Most universities around the world had to quickly transition to remote learning when Covid-19 struck. Overnight, that created new IT management and security challenges as students and teachers connected to schools and universities through home wi-fi networks and personal computers – and many institutions, including the University of Salford, were unprepared for that sudden shift.

Since then, British educational institutions have faced wave after wave of cybercrime. With a combination of profit-driven groups launching sophisticated digital attacks, aiming to capitalise on the forced transition to remote learning and teaching, and state-backed entities probing research networks for vaccine-development data, the sector is under attack.

Security issues and concerns

It became clear at University of Salford that we were not fully prepared for the study-from-anywhere era and knew there was real risk. As they say, “You don’t know what you don’t know” so it became a priority to find out exactly what would happen if the network was hit. And the results from the security assessment were concerning.

The assessment showed how vulnerable we were to a digital breach and cybersecurity immediately moved to the top of our risk priorities. Closing cybersecurity gaps became a board-level focus overnight.

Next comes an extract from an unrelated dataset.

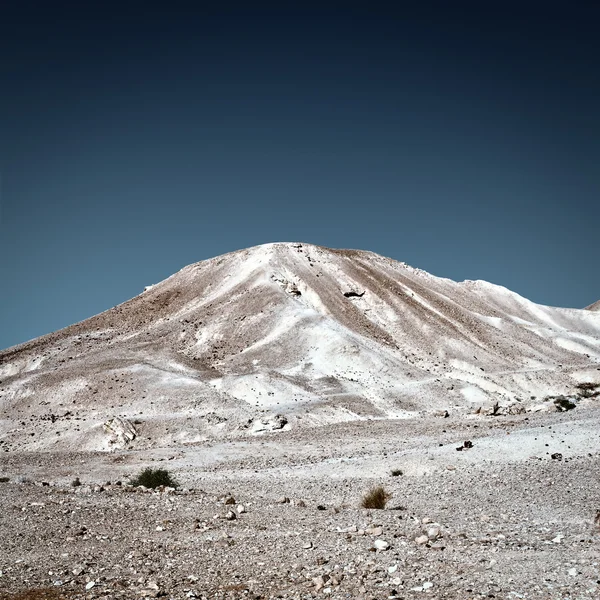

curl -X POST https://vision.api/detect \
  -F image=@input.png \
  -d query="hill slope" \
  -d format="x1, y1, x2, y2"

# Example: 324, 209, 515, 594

Despite recognising our exposure to cyber risk, we realised that we lacked the necessary capabilities to effectively protect our network of devices. One of the key issues that the security assessment showed was that our five endpoint management tools did not work well together. Each required their own teams, created their own data and as result we were working in siloes. The existing tools simply didn’t provide the breadth and depth needed to support the university in a remote-first world. As a result of this, there were several issues we needed to address quickly.

Firstly, we did not have complete visibility of our assets connected to the network, or what vulnerabilities these devices carried. By partnering with Tanium, a provider of endpoint management and security, we were able to discover hundreds of “hidden” endpoints (devices connected to the network which we weren’t aware of before) and hundreds of thousands of open vulnerabilities – across both our on-premises and remote-based assets.

Leading on from this, we found that many endpoints connected to the network did not have the necessary software patches or updates. By gaining better visibility into the network, we were able to quickly fix 38,000 missing patches and we updated software on thousands of endpoints.

Adding weight to these challenges was the fact that our IT infrastructure was large and siloed. The university operates four different schools supported by a complex blend of on-premises and cloud systems. With Tanium, we were able to establish real-time visibility into our assets across each of these and create a common system of record for our IT, security, risk and executive teams.

The importance of endpoint security

By improving our endpoint visibility and control, we were able to transform our risk posture and incident response capabilities.

Within a recent two-month period, the university experienced two zero-day threats. Each time, we were thankfully able to quickly identify vulnerable assets across the distributed network, patch them and report the incident to the board in less than a few minutes.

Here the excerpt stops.